As the referendum campaign in the UK intensifies, three significant reports on the economic consequences and implication of exit from the European Union have appeared, from the UK Government and two leading think-tanks.
The Treasury has published a 200-page analysis entitled The long-term economic impact of EU membership and the alternatives.
The Treasury assessed continued membership of the EU against three alternative models – Norway, Switzerland, WTO membership – and concluded that, under all three models, the UK would be permanently poorer, productivity and GDP per person would be lower and there would be an annual loss of GDP per household in a range between £2,600 and £5,200. The negative impact on GDP would result in substantially weaker tax receipts which would significantly outweigh any potential gain from reduced financial contributions to the EU. It also concluded that to maintain access to the Single Market the UK would have to accept the free movement of people and the majority of existing rules and regulations.
The Treasury argued that the settlement negotiated by Prime Minister Cameron in relation to the reform and further development of the Single Market, in areas such as services, energy and digital, could produce a significant increase in the UK’s GDP by up to 4%: “With the UK outside the EU these economic reforms would be less likely to happen.

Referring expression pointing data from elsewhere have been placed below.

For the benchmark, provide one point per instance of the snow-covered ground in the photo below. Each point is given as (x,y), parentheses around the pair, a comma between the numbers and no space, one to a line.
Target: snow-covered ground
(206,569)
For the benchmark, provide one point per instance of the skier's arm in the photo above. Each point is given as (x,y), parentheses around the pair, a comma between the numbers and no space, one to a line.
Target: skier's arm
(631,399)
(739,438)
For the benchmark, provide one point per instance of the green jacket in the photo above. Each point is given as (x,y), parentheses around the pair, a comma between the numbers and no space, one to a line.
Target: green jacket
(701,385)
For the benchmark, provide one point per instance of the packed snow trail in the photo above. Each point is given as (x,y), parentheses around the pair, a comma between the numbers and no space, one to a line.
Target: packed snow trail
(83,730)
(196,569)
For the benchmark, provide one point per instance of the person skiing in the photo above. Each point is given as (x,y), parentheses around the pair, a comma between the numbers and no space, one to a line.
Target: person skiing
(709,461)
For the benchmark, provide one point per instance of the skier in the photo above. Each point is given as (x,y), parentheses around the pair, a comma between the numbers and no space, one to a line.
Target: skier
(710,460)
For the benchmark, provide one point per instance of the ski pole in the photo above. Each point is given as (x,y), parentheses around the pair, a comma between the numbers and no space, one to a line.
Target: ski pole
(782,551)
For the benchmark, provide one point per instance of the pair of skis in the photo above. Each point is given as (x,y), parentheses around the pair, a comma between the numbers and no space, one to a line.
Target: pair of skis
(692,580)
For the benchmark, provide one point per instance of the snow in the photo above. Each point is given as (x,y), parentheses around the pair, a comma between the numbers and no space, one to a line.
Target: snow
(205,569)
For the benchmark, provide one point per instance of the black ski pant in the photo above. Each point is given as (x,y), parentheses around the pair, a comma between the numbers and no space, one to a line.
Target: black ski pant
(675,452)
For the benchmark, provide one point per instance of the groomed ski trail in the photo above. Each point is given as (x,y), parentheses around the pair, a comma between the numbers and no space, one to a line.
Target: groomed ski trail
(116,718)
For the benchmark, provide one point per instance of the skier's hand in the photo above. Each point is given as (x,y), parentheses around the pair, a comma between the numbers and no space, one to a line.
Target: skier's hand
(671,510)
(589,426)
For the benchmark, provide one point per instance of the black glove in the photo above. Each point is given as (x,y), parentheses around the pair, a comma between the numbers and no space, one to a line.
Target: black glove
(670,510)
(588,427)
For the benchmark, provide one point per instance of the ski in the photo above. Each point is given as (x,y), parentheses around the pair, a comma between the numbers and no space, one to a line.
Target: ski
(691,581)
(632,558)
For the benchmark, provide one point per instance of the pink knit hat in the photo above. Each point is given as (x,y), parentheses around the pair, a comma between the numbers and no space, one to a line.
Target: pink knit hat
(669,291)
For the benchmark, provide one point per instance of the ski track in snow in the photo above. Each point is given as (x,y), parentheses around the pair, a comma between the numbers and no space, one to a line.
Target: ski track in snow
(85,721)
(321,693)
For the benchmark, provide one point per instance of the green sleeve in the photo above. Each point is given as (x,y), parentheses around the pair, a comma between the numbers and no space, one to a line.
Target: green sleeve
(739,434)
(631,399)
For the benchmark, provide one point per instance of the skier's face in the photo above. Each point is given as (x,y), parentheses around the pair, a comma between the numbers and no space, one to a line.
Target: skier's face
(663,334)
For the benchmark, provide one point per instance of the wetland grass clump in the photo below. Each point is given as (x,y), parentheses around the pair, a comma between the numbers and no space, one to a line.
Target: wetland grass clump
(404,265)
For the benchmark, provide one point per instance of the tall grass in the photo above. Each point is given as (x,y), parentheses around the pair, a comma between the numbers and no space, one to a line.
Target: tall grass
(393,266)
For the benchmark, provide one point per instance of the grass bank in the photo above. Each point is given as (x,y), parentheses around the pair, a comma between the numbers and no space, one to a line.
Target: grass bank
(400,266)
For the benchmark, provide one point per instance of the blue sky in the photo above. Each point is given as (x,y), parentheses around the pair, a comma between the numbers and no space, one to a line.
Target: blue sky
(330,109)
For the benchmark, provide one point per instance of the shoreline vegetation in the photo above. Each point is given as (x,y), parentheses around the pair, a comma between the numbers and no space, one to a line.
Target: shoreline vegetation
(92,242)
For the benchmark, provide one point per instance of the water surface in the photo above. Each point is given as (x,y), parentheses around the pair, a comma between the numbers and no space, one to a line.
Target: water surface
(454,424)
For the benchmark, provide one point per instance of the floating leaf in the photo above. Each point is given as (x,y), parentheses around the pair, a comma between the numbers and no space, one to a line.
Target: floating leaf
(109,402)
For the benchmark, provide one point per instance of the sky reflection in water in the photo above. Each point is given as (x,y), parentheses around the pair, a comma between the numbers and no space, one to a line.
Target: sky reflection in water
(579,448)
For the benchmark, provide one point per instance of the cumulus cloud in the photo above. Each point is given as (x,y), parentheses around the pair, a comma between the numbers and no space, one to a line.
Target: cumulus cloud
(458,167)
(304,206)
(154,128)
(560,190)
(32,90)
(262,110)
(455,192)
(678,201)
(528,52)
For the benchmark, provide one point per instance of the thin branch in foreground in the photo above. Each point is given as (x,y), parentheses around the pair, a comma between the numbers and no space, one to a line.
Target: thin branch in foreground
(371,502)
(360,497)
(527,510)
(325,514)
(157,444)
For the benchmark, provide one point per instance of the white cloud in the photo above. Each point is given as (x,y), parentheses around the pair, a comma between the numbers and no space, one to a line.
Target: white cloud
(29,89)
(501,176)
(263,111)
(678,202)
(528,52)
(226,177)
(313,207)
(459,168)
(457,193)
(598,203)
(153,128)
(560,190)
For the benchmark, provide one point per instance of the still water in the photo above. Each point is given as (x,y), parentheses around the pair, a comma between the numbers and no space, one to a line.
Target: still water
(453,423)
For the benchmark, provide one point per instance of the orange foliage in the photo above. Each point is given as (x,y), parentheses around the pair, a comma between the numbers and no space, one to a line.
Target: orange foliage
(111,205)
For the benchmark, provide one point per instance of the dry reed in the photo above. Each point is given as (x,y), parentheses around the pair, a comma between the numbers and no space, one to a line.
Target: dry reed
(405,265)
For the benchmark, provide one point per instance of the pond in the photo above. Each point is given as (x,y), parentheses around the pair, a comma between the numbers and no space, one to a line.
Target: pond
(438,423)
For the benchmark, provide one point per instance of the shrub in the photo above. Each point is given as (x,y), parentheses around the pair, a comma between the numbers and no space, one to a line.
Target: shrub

So the cost of exit in terms of the potential loss of GDP would be correspondingly greater.”
The Vote Leave campaign group responded immediately with the former Chancellor, Lord Lamont, arguing that the Treasury’s “precision is spurious, and entirely unbelievable” and Chief Executive, Matthew Elliott, asserting that figures in the report were “deeply flawed”.
The Open Europe think-tank has produced two extensive reports on the implications of Brexit, the second entitledWhere next? A liberal, free-market guide to Brexit.
Open Europe looks at life outside the EU, a scenario which it says will be neither apocalypse nor utopia. It argues that exit would produce a small initial negative economic result – in the region of 0.5%-1.5% of GDP under the assumption that a “reasonable” trade agreement is struck between the UK and the EU. An eventual positive outcome could be achieved but only through policies such as free trade, opening up to low cost competition, maintaining relatively high immigration, and pushing through deregulation and economic reforms in areas where the UK has historically been sub-par compared to international partners.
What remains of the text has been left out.